DISCLOSURE OF THE INVENTION
The present invention provides a liquid spray gun that can provide
an improved shape and distribution of liquid flow within the wide
elongate stream of liquid formed by the spray gun.
According to the present invention there is provided a liquid spray
gun comprising a body assembly including a nozzle portion with an
outlet end. The nozzle portion has a liquid passageway extending to
an outlet end opening through the outlet end of the nozzle portion.

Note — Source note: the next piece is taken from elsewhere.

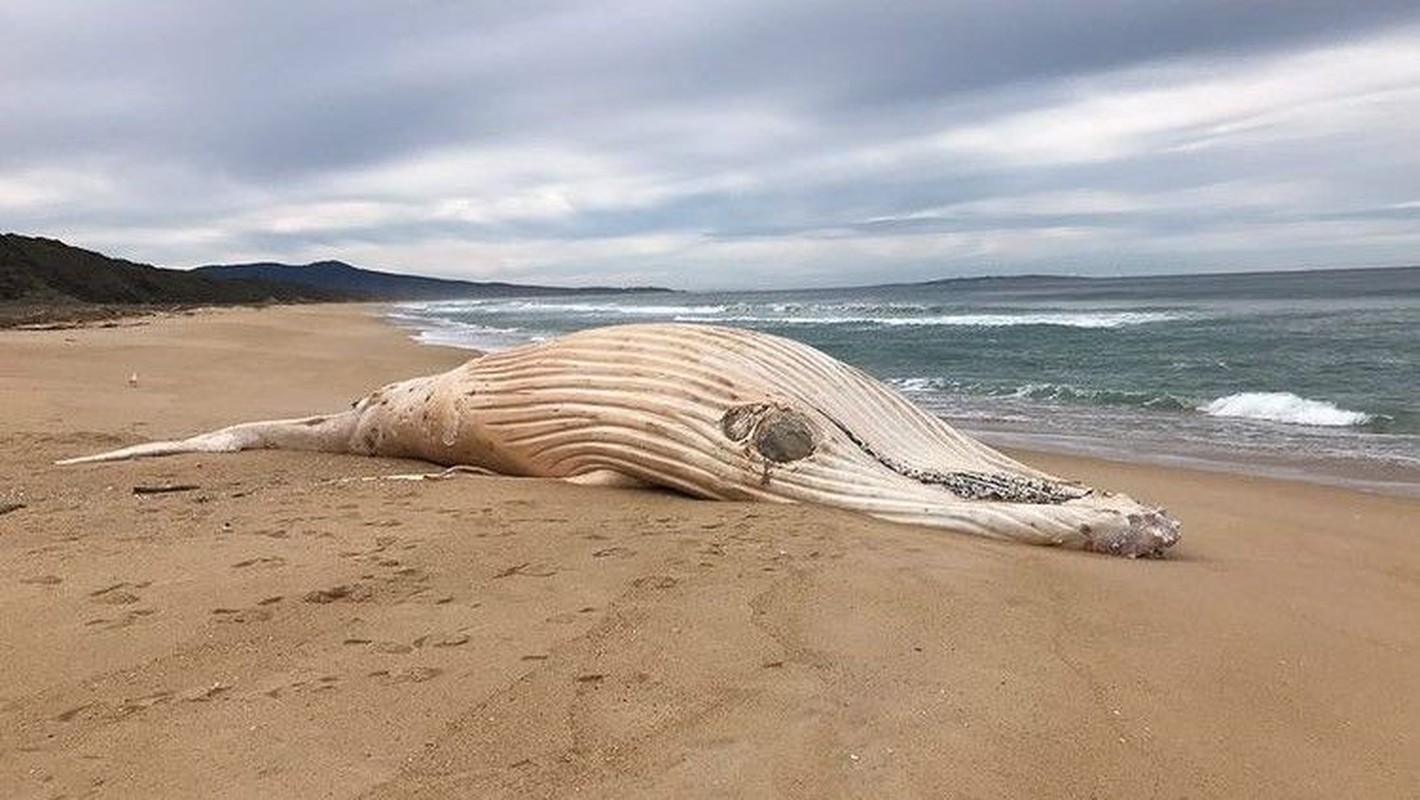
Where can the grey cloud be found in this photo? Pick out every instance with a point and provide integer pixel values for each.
(199, 114)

The body assembly also has a first air passageway extending to an
outlet end at the outlet end of the nozzle portion. That outlet end
of the first air passageway extends around the outlet end of the
liquid passageway and is shaped to direct high velocity air against
liquid flowing out of the outlet end of the liquid passageway to
propel the liquid away from the outlet end of the nozzle portion
while shaping the liquid into a generally conical stream about an
axis. The body assembly includes horns projecting past the outlet
end of the nozzle portion on opposite sides of the axis, and the
body assembly has a second air passageway extending from through
portions of the horns to outlet passageways and apertures spaced
along the horns from the outlet end of the nozzle and facing
opposite sides of the axis. Those outlet passageways are
non-circular and are shaped to direct high velocity air flowing
through the second air passageway against opposite sides of a
stream of liquid formed by air flowing through the first air
passageway to reshape that generally conical stream of liquid into
a wide elongate stream.
Those non-circular outlet passageways can have a greater width in a
direction at a right angle to the axis than depth in a direction
parallel to the axis (e.g., the outlet passageways can be generally
rectangular) which has been found to form a liquid stream that is
very uniform in width and in the amount of liquid delivered per
unit time along its length to facilitate uniform application of the
liquid to a surface.
The body assembly can include an air cap including the horns that
is molded of polymeric material, with the non-circular passageways
leading to the outlet apertures being formed during the molding
process. Means are provided for mounting the molded polymeric air
cap portion on the nozzle portion, with the molded air cap and the
nozzle portion having surfaces forming the first and second air
passageways. The means mounting the air cap portion on the nozzle
portion can allow rotation of the air cap portion about the axis
relative to the nozzle portion, and the air cap and nozzle portions
can include stops limiting relative rotation of the air cap and
nozzle portions to rotation through a predetermined angle (e.g.,
about 90 degrees) between first and second relative positions.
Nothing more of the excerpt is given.